Plume Science sent me their Regimen and I literally texted my derm “is this a cult or a cure.”
The hook is obnoxiously smart: a copper-peptide serum that’s clinically proven to outperform 0.5% retinol on fine lines and collagen — *without* the peeling, redness, or purging phase. No one’s talking about it because it’s not trendy. It’s just biochemistry.
It’s a morning + night system — $135 for a 30-day supply (serum, booster, moisturizer). The claim that made me roll my eyes: “better than retinol.” Then I read the clinical data.
Copper Tripeptide-1 Serum
Thick, almost honey-like, but sinks in 10 seconds flat — no tacky film
GHK-Cu Booster
A powder you mix in — annoying until you realize it keeps the peptide stable (most copper serums oxidize on your shelf)
Ceramide Moisturizer
Barely there texture — I wanted something richer, but my oily zones actually looked calmer
Photo: Sonia Roselli / Unsplash
Copper peptides aren’t new — they’ve been around since the 70s for wound healing. Plume just figured out how to keep them active long enough to matter. The booster powder is the key: mix fresh daily or the peptide dies.

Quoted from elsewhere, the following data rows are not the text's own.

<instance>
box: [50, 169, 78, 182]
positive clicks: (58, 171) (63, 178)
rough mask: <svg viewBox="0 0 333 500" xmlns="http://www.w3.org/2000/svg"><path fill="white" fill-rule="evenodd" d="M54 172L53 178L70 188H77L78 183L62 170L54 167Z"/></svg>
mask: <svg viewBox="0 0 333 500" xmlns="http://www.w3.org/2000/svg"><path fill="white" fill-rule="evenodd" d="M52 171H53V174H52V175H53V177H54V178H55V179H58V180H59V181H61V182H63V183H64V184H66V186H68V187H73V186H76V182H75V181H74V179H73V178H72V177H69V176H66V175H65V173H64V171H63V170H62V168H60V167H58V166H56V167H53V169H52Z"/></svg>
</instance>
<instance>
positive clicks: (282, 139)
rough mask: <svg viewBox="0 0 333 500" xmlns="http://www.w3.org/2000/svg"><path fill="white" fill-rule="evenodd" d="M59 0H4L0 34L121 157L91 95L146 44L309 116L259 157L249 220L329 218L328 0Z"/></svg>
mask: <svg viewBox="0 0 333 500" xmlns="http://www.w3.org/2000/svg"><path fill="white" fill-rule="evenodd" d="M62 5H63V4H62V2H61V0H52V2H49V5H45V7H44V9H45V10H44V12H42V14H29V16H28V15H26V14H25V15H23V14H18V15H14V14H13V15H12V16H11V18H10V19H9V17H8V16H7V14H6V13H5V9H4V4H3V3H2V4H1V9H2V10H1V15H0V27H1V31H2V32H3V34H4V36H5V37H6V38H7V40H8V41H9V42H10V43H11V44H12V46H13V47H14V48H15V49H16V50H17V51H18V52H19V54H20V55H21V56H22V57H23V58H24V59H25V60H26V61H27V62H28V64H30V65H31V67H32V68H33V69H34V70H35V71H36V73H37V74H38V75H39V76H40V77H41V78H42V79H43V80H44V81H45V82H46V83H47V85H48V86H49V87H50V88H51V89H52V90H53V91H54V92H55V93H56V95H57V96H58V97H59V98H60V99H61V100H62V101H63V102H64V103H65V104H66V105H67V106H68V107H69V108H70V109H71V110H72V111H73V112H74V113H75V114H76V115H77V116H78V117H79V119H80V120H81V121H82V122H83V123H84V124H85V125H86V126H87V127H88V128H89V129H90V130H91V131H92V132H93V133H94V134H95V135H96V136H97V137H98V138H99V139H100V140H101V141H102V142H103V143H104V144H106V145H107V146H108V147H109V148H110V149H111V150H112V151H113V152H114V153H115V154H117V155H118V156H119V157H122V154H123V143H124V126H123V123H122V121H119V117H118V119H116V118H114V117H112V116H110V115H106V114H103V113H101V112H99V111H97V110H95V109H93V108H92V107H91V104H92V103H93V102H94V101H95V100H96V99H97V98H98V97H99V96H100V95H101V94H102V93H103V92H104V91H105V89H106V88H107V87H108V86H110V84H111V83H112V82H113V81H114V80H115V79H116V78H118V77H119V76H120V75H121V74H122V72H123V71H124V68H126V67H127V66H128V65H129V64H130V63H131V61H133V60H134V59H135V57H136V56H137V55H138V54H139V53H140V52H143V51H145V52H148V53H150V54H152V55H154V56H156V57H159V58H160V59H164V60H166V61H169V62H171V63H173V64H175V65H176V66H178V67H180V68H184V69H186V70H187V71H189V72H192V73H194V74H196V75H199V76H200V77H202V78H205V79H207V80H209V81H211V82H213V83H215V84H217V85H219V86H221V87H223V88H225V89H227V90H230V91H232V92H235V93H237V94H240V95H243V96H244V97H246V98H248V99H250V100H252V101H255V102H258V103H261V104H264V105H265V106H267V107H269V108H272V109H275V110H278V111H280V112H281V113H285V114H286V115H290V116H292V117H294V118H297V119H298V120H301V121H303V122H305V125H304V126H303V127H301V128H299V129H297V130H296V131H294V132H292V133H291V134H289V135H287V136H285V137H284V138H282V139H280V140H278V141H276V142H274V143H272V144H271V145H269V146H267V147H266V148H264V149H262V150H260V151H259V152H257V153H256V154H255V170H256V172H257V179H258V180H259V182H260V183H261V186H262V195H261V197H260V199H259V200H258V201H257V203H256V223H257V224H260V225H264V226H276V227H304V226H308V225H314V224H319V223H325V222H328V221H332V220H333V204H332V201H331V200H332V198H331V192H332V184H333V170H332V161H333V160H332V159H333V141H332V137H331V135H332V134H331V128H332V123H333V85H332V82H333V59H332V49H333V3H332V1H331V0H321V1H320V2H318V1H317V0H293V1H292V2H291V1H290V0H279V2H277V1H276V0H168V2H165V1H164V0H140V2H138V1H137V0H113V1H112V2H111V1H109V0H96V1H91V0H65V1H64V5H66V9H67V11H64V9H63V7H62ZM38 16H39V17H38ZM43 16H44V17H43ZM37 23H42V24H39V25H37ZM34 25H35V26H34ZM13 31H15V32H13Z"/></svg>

- Copper Tripeptide-1: signals skin to make collagen + elastin — the real anti-aging engine
- GHK-Cu: the specific peptide that turns off inflammation while turning on repair
- Ceramide NP: patches the barrier so you don’t get that weird tight feeling
- Zinc PCA: keeps oil in check — unexpected bonus for breakout-prone skin
First pump felt like liquid silk — weirdly warm on application, then nothing. No sting. No flush. I actually missed the burn (that’s how brainwashed we are by retinol).
Week 2: my jawline texture went from sandpaper to almost-smooth. But here’s the weird thing — my pores looked *larger* for 4 days before shrinking. Nobody warns you about the temporary plumping phase. It’s real.
Fine lines around my mouth softened maybe 20%. No new breakouts. My skin looked… rested? That’s the best word. But my dark circles didn’t budge — peptides don’t fix sleep debt.
It’s the first retinol alternative I’d actually trust my mom with. Not perfect — but closer to real science than most of what’s on Sephora shelves.